Forrest in den Otway Ranges

 
Donnerstag, 9. Oktober 2008

Infos zum Tage:

Otway Nationalpark:
Dies ist eine bewaldete Küstengebirgskette mit bis zu 600 Meter aufragenden Bergen. Die dominierenden Bäume sind Eukalyptus und Farnbäume, die mich immer wieder sehr beeindrucken. Am Ende der Bergkette befindet sich das Cape Otway Lighthouse, welches 1848 von Sträflingen aus Sandsteinen erbaut wurde. Seitdem ist es ohne Unterbrechung in Betrieb.

Otway Fly:
Dies ist ein 600 Meter langer Weg aus Stahl in einer durschnittlichen Höhe von 25 Metern über dem Waldboden. In der Mitte befindet sich ein Turm, von dem man einen Überblick über den Wald und die Stahlkonstruktion erhält. Die Konstruktion soll, laut Webseite Windstärken bis zu 280 km/h widerstehen.

Platypus (Schnabeltier):
Diese Tiere sind in Ostaustralien, einschließlich Tasmanien zu finden. Sie leben in Ufernähe von Seen und Flüssen, in Sümpfen und Lagunen. Sie sind dämmerungsaktiv, weshalb man sie nur am Morgen und am späten Nachmittag schwimmend und tauchend (bis zu 2 Minuten) bei der Nahrungssuche beobachten kann.
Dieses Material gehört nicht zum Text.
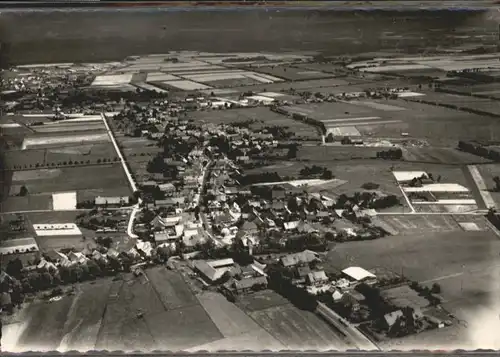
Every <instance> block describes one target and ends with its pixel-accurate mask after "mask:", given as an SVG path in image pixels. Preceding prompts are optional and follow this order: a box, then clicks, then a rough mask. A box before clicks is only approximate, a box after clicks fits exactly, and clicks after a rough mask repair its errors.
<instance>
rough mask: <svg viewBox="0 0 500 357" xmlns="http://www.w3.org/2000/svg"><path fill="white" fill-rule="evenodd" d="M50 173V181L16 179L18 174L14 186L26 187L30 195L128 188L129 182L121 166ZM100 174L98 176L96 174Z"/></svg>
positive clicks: (39, 178) (93, 166)
mask: <svg viewBox="0 0 500 357" xmlns="http://www.w3.org/2000/svg"><path fill="white" fill-rule="evenodd" d="M45 172H50V173H51V174H50V176H49V177H50V179H49V178H48V177H47V178H45V177H40V178H38V179H37V178H35V179H31V180H30V178H28V179H26V178H23V177H22V176H21V177H19V178H18V179H16V173H14V177H13V180H12V184H13V185H22V184H24V185H26V187H27V188H28V192H29V193H30V194H35V193H52V192H61V191H78V190H92V189H106V188H116V187H123V188H124V189H127V190H128V189H129V188H128V182H127V180H126V177H125V174H124V172H123V169H122V167H121V165H120V164H118V163H117V164H110V165H100V166H98V167H96V166H82V167H70V168H61V169H54V170H52V169H51V170H45ZM96 172H98V173H99V174H98V175H96V174H95V173H96Z"/></svg>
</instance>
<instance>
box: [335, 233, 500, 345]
mask: <svg viewBox="0 0 500 357" xmlns="http://www.w3.org/2000/svg"><path fill="white" fill-rule="evenodd" d="M499 248H500V241H499V240H498V237H497V236H496V235H495V234H493V233H492V232H458V231H452V232H434V233H433V234H431V235H430V234H427V233H420V234H410V235H400V236H392V237H386V238H380V239H377V240H374V241H366V242H348V243H343V244H339V245H337V246H336V248H335V250H334V251H330V252H329V253H328V254H327V259H328V262H329V263H330V264H332V265H335V266H336V268H337V269H339V270H340V269H344V268H346V267H347V266H361V267H364V268H365V269H374V268H377V267H385V268H387V269H388V270H391V271H393V272H395V273H399V274H401V273H402V274H403V275H404V276H405V277H407V278H408V279H410V280H416V281H419V282H422V283H426V284H427V283H428V284H432V283H433V282H438V283H439V284H440V285H441V287H442V293H441V295H442V296H443V298H444V300H445V302H446V303H448V304H451V303H454V304H453V305H450V306H453V307H454V310H451V311H450V312H452V313H454V312H455V311H457V312H460V310H461V309H467V308H472V307H473V306H474V305H475V304H476V303H477V304H484V303H485V299H484V298H485V297H487V296H488V295H489V294H491V293H492V292H493V291H494V290H495V289H497V288H498V287H497V286H495V284H492V283H491V282H492V281H494V279H493V277H492V276H491V274H492V272H494V271H495V270H496V268H497V267H498V266H499V261H498V251H499ZM469 317H470V316H469ZM422 341H423V340H422ZM426 342H427V341H426Z"/></svg>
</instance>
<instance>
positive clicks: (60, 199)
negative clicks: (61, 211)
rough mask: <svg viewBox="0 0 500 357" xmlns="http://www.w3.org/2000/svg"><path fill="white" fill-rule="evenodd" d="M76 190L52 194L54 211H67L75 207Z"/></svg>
mask: <svg viewBox="0 0 500 357" xmlns="http://www.w3.org/2000/svg"><path fill="white" fill-rule="evenodd" d="M76 202H77V200H76V192H75V191H73V192H59V193H53V194H52V207H53V210H54V211H67V210H73V209H75V208H76Z"/></svg>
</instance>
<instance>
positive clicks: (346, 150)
mask: <svg viewBox="0 0 500 357" xmlns="http://www.w3.org/2000/svg"><path fill="white" fill-rule="evenodd" d="M380 150H383V148H377V147H356V146H344V145H342V146H301V147H299V150H298V152H297V158H298V159H299V160H309V161H311V162H313V161H327V160H340V161H344V160H345V161H347V160H352V159H372V158H373V159H374V158H376V156H377V151H380Z"/></svg>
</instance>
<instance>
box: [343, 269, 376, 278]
mask: <svg viewBox="0 0 500 357" xmlns="http://www.w3.org/2000/svg"><path fill="white" fill-rule="evenodd" d="M342 273H344V274H345V275H347V276H349V277H351V278H353V279H354V280H357V281H361V280H364V279H368V278H376V276H375V275H374V274H372V273H370V272H369V271H368V270H366V269H363V268H360V267H349V268H347V269H344V270H342Z"/></svg>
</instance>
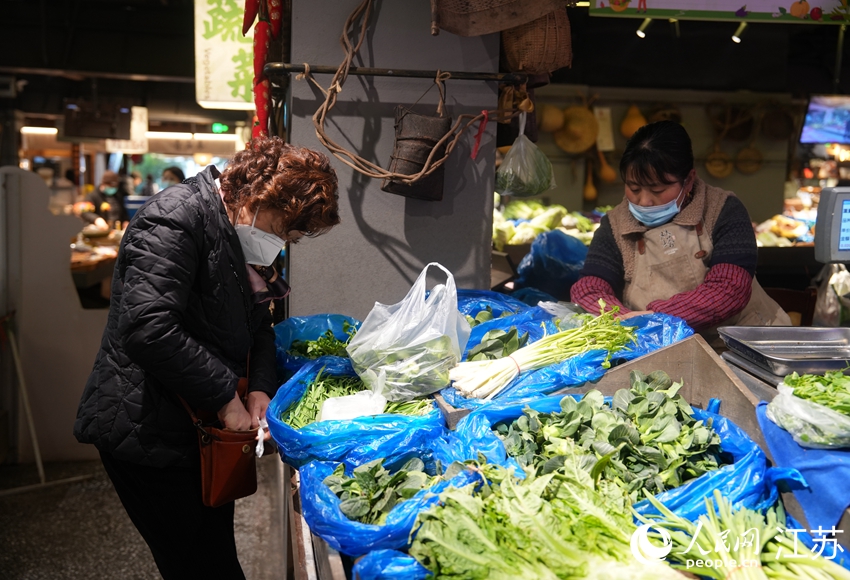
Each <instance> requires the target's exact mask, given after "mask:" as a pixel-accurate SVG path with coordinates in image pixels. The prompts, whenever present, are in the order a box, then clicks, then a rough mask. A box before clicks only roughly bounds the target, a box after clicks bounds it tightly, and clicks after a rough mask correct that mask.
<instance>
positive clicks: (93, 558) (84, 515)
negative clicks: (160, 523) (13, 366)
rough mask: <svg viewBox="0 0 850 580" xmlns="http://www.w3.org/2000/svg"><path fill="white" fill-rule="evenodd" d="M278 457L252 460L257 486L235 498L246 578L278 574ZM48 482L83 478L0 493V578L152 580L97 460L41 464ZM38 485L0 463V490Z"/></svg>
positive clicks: (110, 579) (275, 456) (144, 549)
mask: <svg viewBox="0 0 850 580" xmlns="http://www.w3.org/2000/svg"><path fill="white" fill-rule="evenodd" d="M280 465H281V464H280V460H279V459H278V458H277V456H275V457H268V458H266V459H262V460H260V461H259V462H258V491H257V493H256V494H254V495H253V496H251V497H248V498H245V499H242V500H239V501H237V502H236V522H235V526H236V547H237V550H238V552H239V561H240V562H241V563H242V568H243V570H244V571H245V576H246V578H247V580H272V579H277V578H283V577H284V574H283V573H282V572H281V571H282V570H283V566H284V556H283V555H282V551H281V547H282V546H283V545H284V544H283V539H282V535H283V532H282V528H281V522H282V508H281V505H282V504H281V493H280V490H281V486H280V473H281V469H279V468H280ZM45 474H46V479H47V481H48V482H51V481H56V480H59V479H64V478H70V477H74V476H80V475H89V474H91V475H93V477H91V478H89V479H86V480H84V481H79V482H74V483H64V484H58V485H55V486H51V487H45V488H41V489H37V490H35V491H27V492H24V493H16V494H13V495H6V496H0V578H2V579H3V580H83V579H85V580H99V579H104V580H106V579H109V580H115V579H121V580H136V579H139V580H157V579H159V578H161V576H160V575H159V572H158V571H157V569H156V565H155V564H154V561H153V557H152V556H151V553H150V551H149V550H148V547H147V545H146V544H145V542H144V540H142V537H141V536H140V535H139V533H138V532H137V531H136V528H135V527H133V524H132V522H130V518H129V517H128V516H127V513H126V512H125V511H124V508H123V507H122V505H121V502H120V500H119V499H118V495H117V494H116V493H115V489H114V488H113V487H112V483H111V482H110V481H109V478H108V477H107V476H106V472H105V471H104V470H103V465H102V464H101V463H100V461H76V462H57V463H48V464H45ZM34 483H38V474H37V471H36V467H35V464H29V465H0V490H2V489H9V488H13V487H19V486H23V485H30V484H34Z"/></svg>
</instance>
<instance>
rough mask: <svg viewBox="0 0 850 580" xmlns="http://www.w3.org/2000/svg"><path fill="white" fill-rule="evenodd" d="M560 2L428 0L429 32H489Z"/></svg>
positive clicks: (537, 17) (491, 0)
mask: <svg viewBox="0 0 850 580" xmlns="http://www.w3.org/2000/svg"><path fill="white" fill-rule="evenodd" d="M563 5H564V3H563V0H431V34H437V33H438V32H439V29H440V28H442V29H443V30H446V31H448V32H451V33H453V34H457V35H459V36H480V35H482V34H490V33H491V32H499V31H501V30H505V29H506V28H510V27H511V26H517V25H519V24H525V23H526V22H529V21H531V20H534V19H535V18H539V17H541V16H544V15H545V14H548V13H549V12H551V11H552V10H555V9H556V8H558V7H559V6H563Z"/></svg>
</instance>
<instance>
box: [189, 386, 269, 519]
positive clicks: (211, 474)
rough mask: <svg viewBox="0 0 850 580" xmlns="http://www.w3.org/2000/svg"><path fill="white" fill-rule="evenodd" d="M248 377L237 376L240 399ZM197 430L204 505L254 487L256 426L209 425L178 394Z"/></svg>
mask: <svg viewBox="0 0 850 580" xmlns="http://www.w3.org/2000/svg"><path fill="white" fill-rule="evenodd" d="M247 391H248V379H246V378H241V379H239V386H238V387H237V392H238V393H239V398H240V399H242V398H243V397H244V396H245V394H246V392H247ZM180 400H181V401H183V406H184V407H186V410H187V411H188V412H189V415H190V416H191V417H192V423H194V425H195V428H196V429H197V430H198V444H199V446H200V449H201V491H202V497H203V501H204V505H205V506H209V507H218V506H221V505H224V504H226V503H229V502H231V501H234V500H237V499H239V498H241V497H247V496H249V495H251V494H253V493H254V492H256V491H257V455H256V453H255V450H256V447H257V429H251V430H249V431H234V430H233V429H219V428H217V427H212V426H211V425H210V422H209V421H207V422H205V421H203V420H202V419H200V418H199V417H198V414H196V413H195V412H194V411H193V410H192V408H191V407H190V406H189V404H188V403H187V402H186V401H185V400H184V399H183V398H182V397H181V398H180Z"/></svg>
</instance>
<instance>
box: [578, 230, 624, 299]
mask: <svg viewBox="0 0 850 580" xmlns="http://www.w3.org/2000/svg"><path fill="white" fill-rule="evenodd" d="M625 275H626V274H625V267H624V266H623V255H622V254H621V253H620V248H619V247H618V246H617V241H616V240H615V239H614V231H613V230H612V229H611V222H610V221H609V220H608V216H607V215H606V216H602V220H601V221H600V222H599V229H597V230H596V231H595V232H594V233H593V240H592V241H591V242H590V247H589V248H588V250H587V257H586V258H585V259H584V266H583V267H582V269H581V273H580V277H582V278H583V277H584V276H595V277H597V278H602V279H603V280H605V281H606V282H608V284H610V285H611V288H613V289H614V292H615V293H616V294H617V295H619V294H620V293H621V292H622V291H623V286H624V284H625Z"/></svg>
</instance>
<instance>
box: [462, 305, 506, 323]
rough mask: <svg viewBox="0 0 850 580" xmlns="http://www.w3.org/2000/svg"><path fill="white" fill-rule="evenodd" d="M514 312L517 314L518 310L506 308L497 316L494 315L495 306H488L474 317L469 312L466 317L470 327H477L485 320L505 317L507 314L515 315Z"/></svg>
mask: <svg viewBox="0 0 850 580" xmlns="http://www.w3.org/2000/svg"><path fill="white" fill-rule="evenodd" d="M514 314H516V312H514V311H512V310H505V311H504V312H502V313H501V314H500V315H499V316H498V317H496V316H494V315H493V307H492V306H487V307H486V308H485V309H484V310H482V311H481V312H479V313H478V314H476V315H475V317H474V318H473V317H472V316H470V315H469V314H465V315H464V317H465V318H466V321H467V322H468V323H469V327H470V328H475V327H476V326H478V325H479V324H483V323H484V322H490V321H491V320H494V319H496V318H504V317H506V316H513V315H514Z"/></svg>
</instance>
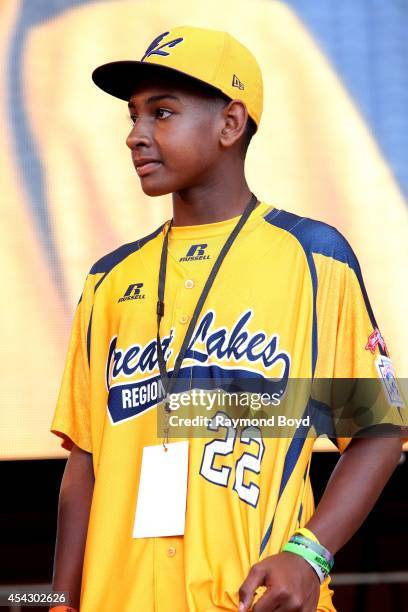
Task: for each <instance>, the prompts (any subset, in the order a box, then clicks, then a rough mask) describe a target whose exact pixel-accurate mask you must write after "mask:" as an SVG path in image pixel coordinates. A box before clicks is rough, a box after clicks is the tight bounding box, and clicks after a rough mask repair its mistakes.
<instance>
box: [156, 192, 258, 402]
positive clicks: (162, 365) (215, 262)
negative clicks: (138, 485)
mask: <svg viewBox="0 0 408 612" xmlns="http://www.w3.org/2000/svg"><path fill="white" fill-rule="evenodd" d="M257 203H258V199H257V197H256V196H255V195H254V194H252V197H251V199H250V201H249V202H248V204H247V206H246V208H245V210H244V212H243V214H242V215H241V217H240V218H239V221H238V222H237V224H236V226H235V227H234V229H233V230H232V232H231V234H230V235H229V236H228V238H227V240H226V242H225V244H224V246H223V247H222V249H221V251H220V253H219V255H218V257H217V259H216V261H215V263H214V265H213V267H212V269H211V272H210V274H209V276H208V278H207V281H206V283H205V285H204V288H203V290H202V292H201V295H200V297H199V299H198V302H197V304H196V307H195V309H194V313H193V316H192V317H191V321H190V324H189V326H188V328H187V332H186V335H185V336H184V340H183V343H182V345H181V348H180V351H179V354H178V355H177V359H176V363H175V365H174V369H173V373H172V376H170V377H169V376H168V374H167V369H166V363H165V360H164V353H163V348H162V345H161V342H160V321H161V318H162V317H163V315H164V289H165V283H166V266H167V249H168V236H169V231H170V228H171V225H172V223H173V219H171V221H170V223H169V225H168V228H167V231H166V234H165V236H164V240H163V247H162V252H161V259H160V270H159V285H158V302H157V358H158V363H159V369H160V376H161V380H162V383H163V386H164V389H165V391H166V395H169V394H170V393H171V391H172V389H173V386H174V382H175V381H176V380H177V376H178V373H179V371H180V367H181V363H182V361H183V359H184V355H185V353H186V350H187V347H188V343H189V342H190V339H191V336H192V335H193V331H194V328H195V325H196V323H197V320H198V317H199V316H200V313H201V310H202V307H203V304H204V302H205V300H206V298H207V296H208V293H209V291H210V289H211V286H212V284H213V282H214V279H215V277H216V275H217V272H218V270H219V269H220V267H221V264H222V262H223V261H224V258H225V256H226V254H227V253H228V251H229V249H230V248H231V246H232V243H233V242H234V240H235V239H236V237H237V236H238V234H239V232H240V231H241V228H242V226H243V225H244V223H245V222H246V221H247V219H248V217H249V215H250V214H251V212H252V211H253V209H254V208H255V207H256V205H257Z"/></svg>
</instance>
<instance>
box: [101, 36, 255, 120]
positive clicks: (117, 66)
mask: <svg viewBox="0 0 408 612" xmlns="http://www.w3.org/2000/svg"><path fill="white" fill-rule="evenodd" d="M152 66H161V67H162V68H163V67H164V68H167V69H169V70H174V71H176V72H178V73H180V74H184V75H186V76H188V77H192V78H193V79H197V80H199V81H201V82H203V83H205V84H206V85H210V86H211V87H215V88H216V89H219V90H220V91H222V92H223V93H224V94H225V95H226V96H228V97H229V98H231V99H234V100H235V99H239V100H242V101H243V102H244V103H245V105H246V107H247V110H248V114H249V116H250V117H252V119H253V120H254V121H255V124H256V125H257V126H258V125H259V121H260V119H261V115H262V106H263V85H262V74H261V70H260V68H259V65H258V62H257V61H256V59H255V57H254V56H253V55H252V53H251V52H250V51H249V50H248V49H247V48H246V47H245V46H244V45H243V44H241V43H240V42H239V41H238V40H237V39H236V38H234V37H233V36H231V35H230V34H228V33H227V32H220V31H218V30H208V29H205V28H195V27H192V26H180V27H177V28H173V29H172V30H169V31H168V32H163V34H160V35H159V36H157V37H156V38H155V39H154V40H153V41H152V42H151V43H150V45H149V46H148V48H147V49H146V52H145V54H144V56H143V57H142V59H141V60H140V61H136V60H124V61H119V62H110V63H108V64H103V65H102V66H99V67H98V68H96V69H95V70H94V71H93V73H92V79H93V81H94V83H95V84H96V85H97V86H98V87H100V88H101V89H103V91H106V92H107V93H109V94H111V95H112V96H115V97H116V98H120V99H121V100H129V99H130V97H131V95H132V94H133V91H134V89H135V86H136V85H137V82H138V79H141V78H142V77H143V76H145V75H146V72H147V73H148V74H152Z"/></svg>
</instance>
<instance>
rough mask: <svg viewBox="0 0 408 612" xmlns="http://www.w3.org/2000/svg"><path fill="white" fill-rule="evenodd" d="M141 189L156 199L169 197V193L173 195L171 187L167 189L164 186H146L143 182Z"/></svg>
mask: <svg viewBox="0 0 408 612" xmlns="http://www.w3.org/2000/svg"><path fill="white" fill-rule="evenodd" d="M141 187H142V191H143V193H145V194H146V195H148V196H150V197H152V198H154V197H155V196H161V195H167V194H168V193H173V191H172V189H171V188H170V187H165V186H164V185H146V184H145V183H144V181H141Z"/></svg>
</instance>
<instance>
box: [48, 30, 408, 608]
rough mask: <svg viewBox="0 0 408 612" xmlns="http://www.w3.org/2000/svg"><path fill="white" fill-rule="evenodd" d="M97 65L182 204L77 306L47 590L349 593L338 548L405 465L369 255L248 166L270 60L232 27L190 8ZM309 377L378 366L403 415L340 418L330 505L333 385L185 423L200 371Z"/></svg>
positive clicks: (386, 395)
Auf ihrem Speiseplan stehen Würmer, Schnecken, Muscheln, Krebse, Insektenlarven, Fische. Wohnen tun sie in langen Gängen, die sie in die Ufer gegraben haben. Ihre Feinde sind Greifvögel. Das Besondere am Schnabeltier ist, dass das Weibchen Eier legt und die Jungen nach dem Schlüpfen mit Milch säugt. Die Eier werden ca.10 Tage bebrütet und 100 Tage gesäugt. Nach ca. 4 Monaten verlassen die Jungen den Bau. Die Lebensdauer von Schnabeltieren beträgt ungefähr 12 Jahre und seit 1904 steht das Tier unter Naturschutz, früher wurde es wegen seines Fells gejagt.

Elizabeth Lake:
Dieser See, in der Nähe des Ortes Forrest in den Otways gelegen, entstand 1953, als nach schweren Regenfällen Felsen und Erde in den Barwon River purzelten und so wurde in einem abgelegenen, bewaldeten Seitental dieser See gebildet. Der See ist umgeben von Wald und im See sieht man noch die Baumstümpfe herausragen. Er liegt sehr einsam, weshalb sich hier auch Schnabeltiere ansiedelten.

 
Otway National Park
Unsere Ziele heute: Otway Fly & Triplet Falls, Forrest & Lake Elizabeth
 
Unser letzter Urlaubstag war angebrochen. Wir packten unsere sieben Sachen und starteten in Richtung unseres letzten Domizils, namens Forrest in den Otways. Auf dem Weg dorthin stoppten wir an den Triplet Falls. Aber halt, zuerst tankte John und dabei entdeckten wir in Lavers Hill eine Fütterungsstelle für Papageien, die davor sogar Schlange standen.
 
In Lavers Hill
King Parrots (Königssittiche)
Papageienfütterungsstelle neben der Poststelle
King Parrots streiten sich um die besten Happen
 
Auf dem Parkplatz befand sich außer uns kein Auto, wir waren also ganz alleine. Auf einem zwei Kilometer langen Rundweg, läuft man durch dichten Regenwald, in dem unter anderem Eukalyptusbäume, "Myrtle Beech" (Myrten-Südbuche), "Mountain Ash" (Königs-Eukalyptus) und Farnbäume wuchsen, zu einem idyllisch gelegenen Wasserfall. Der Weg war sehr gut angelegt, mit Gitterrost über matschigen Stellen.
 
Riesenfarn
Triplet Falls
Triplet Falls. Ich bin immer besonders von den Farnbäumen begeistert. So ein Wald sieht für mich wie ein Märchenwald aus
 
Anschließend ging es zum benachbarten Otway Fly. Dies ist ein 60 Meter langer Walkway, 25 Meter über dem Boden angelegt (siehe gelbes Kästchen oben). Es ist sehr beeindruckend auf halber Höhe der Riesenbäume zu wandern und über den Baumkronen der Farnbäume. Sandra, die dies schon ein paarmal mit Besuch angesehen hatte, setzte sich derweil lesend in das angrenzende Bistro, welches wir anschließend auch besuchten.
 
Otway Fly
Otway Fly

Otway Fly

Otway Fly
Otway Fly
Wattle?
Eukalyptusbaum verliert seine Rinde
 

Nun fuhren wir nach Forrest und bezogen unser Ti Tree Cottage. Die Hütte ist gemütlich eingerichtet, zu meiner Freude entdeckte ich gleich zwei Papageien in Nachbars Garten.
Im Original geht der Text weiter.